While players won’t talk a whole lot about their personal suggestions, fans will.
There is a fan ideology that Joerger is too loyal to Prince and that he will have one of the starting spots, but on a team that needs scoring to go along with its grit-and-grind defensive mentality, the 13-year veteran brings a lot to any team, especially length, but Memphis ranked 27th in the league in scoring last season with 96.1 points per game, with Prince supplying six points per game.
So what are the options? Not many less than you’d find at the new mixable Coke fountains at a Five Guys.
Allen is by far the team’s best defender, and while he’ll provide an occasional three-pointer, he creates havoc on the other guys’ top scorer. Mixing him with a scorer would be ideal if both are producing. If Pondexter returns from the right foot stress fracture that kept him out all of last season back to his 2012-13 playoff form â nine points and 2.5 rebounds in nearly 24 minutes per game â that may be the best option.
"I have all the confidence in our coach and in our front office to make the best decisions, who plays and who doesn’t," Pondexter said. "But at the end of the day, we just care about getting wins. We don’t care who’s out there. We just care about each other and winning games. That’s the most important thing. Who cares about playing time?"
Lee, though streaky, is lethal when hot and could interchange or combo with Pondexter. An all-offensive duo is attractive, but on a team that prides itself on defense, maybe not as sensible as it would be for, say, the Thunder.
The problem is no one is sure how Pondexter will look and he’s not the only, for lack of a better word, new piece.
Enter Carter.

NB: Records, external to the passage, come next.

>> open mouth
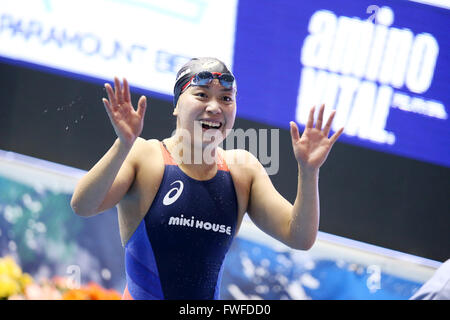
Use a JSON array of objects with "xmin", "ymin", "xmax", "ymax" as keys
[{"xmin": 199, "ymin": 120, "xmax": 222, "ymax": 130}]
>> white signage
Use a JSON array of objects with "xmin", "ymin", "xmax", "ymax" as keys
[
  {"xmin": 296, "ymin": 6, "xmax": 446, "ymax": 146},
  {"xmin": 0, "ymin": 0, "xmax": 238, "ymax": 96}
]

He could be the x-factor of the whole conundrum. At age 37, he still provides maybe not Allen-equality defense, but more than Mike Miller did. Plus, he can score, averaging 11.9 per game, including 12.6 in the playoffs, where he shot 48 percent from deep for the Mavericks.
"It’s nice to have so many tremendous guys, Tayshaun, Vince, Courtney, TA, guys that have been All-Stars, a guy that’s almost a Hall-of-Famer," Pondexter said of Carter. "We have so many great, talented players. It just helps us a lot you have a lot of resources to go to."
Some are clamoring for Adams to be given an early role. There was criticism for Memphis taking the 6-foot-5 shooting guard — who averaged 17.4 points, 5.3 rebounds and 2.3 and shot 49 percent in his second season at UCLA — with the 22nd pick in the draft, his reputation has only grown.
"The young rookie, I think Jordan’s really coming of age," Carter said. "He’s really starting to get a hang of it and I constantly try to stay in his ear, just shed light, a little bit every other game, because he’s getting so much information from the coaching staff, other players, so it can become overwhelming. We’re adjusting as a unit."
Carter says the practices among the wings have been difficult, a plus so that once rotations are decided, the games will come easier.
And Gasol, whose only information leak on Wednesday was that his wife now cuts his new short hair so they can save money, is right. What shakes out to be the wing rotation for the first week or month may need to be re-shaken down the road.
"That’s the good thing about being a player. You’re just a player. Coaches coach and everybody’s got to do their job. That’s coach’s decision. He’ll figure out what’s best for the team and what might be best for the team right now might change down the road because it’s a long season," Gasol said. "We know how long and tough seasons might be and people might get hurt and things change real quick. In this league, you’ve always got to be ready. Doesn’t matter, just stay ready. Just stay ready."